I received this noteworthy example of Intelligent Disobedience from a colleague named Yael Schy. Her story is instructive:
I have a workplace example of Intelligent Disobedience when I was Director of Social Policy for a national woman’s organization. It was strapped for funds, and was having to make lots of layoffs.
My supervisor came to me and told me that the organization had been approached by the Phillip Morris company to submit a grant proposal to do a project on preventing hunger. I have asthma and have long opposed Big Tobacco companies. At the time, I was also in the middle of a national health care study for the organization. I took as deep a breath as I could and told her that I thought this was a bad idea—that it would be a mistake for the organization to take money from Phillip Morris, that it would tarnish our reputation, and that we would likely lose members. I also told her that I couldn’t possibly do a good job of writing that grant proposal, because it went against everything I believed in, and therefore my heart would not be in it.

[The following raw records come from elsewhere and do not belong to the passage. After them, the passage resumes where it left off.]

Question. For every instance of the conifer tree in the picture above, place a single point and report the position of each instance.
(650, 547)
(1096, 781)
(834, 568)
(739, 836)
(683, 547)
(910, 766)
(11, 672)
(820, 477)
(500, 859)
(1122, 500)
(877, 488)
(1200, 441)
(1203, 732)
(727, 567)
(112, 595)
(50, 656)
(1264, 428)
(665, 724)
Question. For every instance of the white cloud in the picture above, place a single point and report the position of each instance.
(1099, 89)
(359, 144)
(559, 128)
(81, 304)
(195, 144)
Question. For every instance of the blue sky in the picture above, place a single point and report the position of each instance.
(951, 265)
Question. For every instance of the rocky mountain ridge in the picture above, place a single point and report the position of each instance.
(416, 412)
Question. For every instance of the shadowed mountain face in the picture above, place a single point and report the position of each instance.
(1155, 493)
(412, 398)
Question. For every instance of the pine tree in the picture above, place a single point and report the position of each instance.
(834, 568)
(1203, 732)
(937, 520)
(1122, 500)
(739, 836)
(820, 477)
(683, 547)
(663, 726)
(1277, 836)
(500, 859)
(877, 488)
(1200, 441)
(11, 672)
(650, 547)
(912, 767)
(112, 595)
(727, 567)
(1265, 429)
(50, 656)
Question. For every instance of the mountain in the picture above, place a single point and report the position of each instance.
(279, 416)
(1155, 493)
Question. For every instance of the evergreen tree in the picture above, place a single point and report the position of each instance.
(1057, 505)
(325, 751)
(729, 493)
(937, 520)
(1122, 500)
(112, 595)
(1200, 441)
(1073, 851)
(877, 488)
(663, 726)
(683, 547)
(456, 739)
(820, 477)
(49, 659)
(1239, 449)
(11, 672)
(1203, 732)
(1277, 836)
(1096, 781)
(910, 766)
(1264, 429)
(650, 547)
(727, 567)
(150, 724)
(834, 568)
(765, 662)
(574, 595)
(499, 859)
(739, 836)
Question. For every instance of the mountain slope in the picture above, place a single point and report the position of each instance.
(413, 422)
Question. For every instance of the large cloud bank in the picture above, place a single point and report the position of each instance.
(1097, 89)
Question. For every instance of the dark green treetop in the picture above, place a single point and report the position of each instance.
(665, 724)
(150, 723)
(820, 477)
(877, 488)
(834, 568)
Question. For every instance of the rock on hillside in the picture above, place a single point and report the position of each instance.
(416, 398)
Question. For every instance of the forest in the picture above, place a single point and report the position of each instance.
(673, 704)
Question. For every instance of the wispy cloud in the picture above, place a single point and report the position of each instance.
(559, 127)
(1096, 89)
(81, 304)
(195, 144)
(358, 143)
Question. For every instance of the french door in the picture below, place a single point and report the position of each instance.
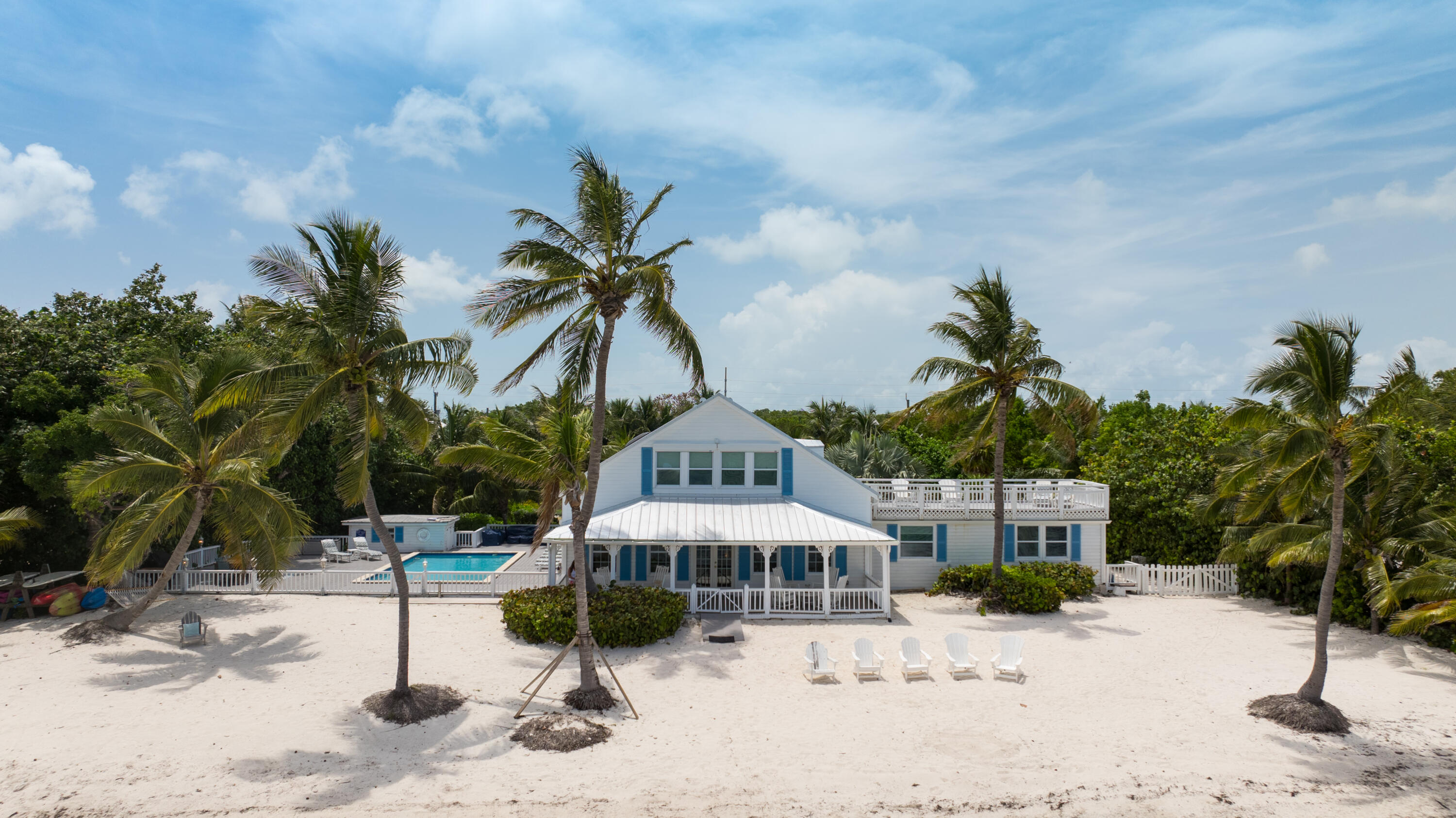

I went home that night fully expecting to be fired for insubordination—especially since the organization was laying off so many staff. The next day when I came in, my supervisor called me into her office. My immediate thought was ‘Oh no, here it comes—I’m about to be fired!’ She took her own deep breath and told me that she had had a rough night and had to make a tough decision. I winced and told her that I hadn’t slept either. Then she said, ‘I decided that you’re right—we won’t apply to Phillip Morris for a grant, no matter how much we need the money.
HEW! What a relief! I kept my job, but I had to be willing to walk away, based on the fact that I had been asked to do something that conflicted with my strongly held values.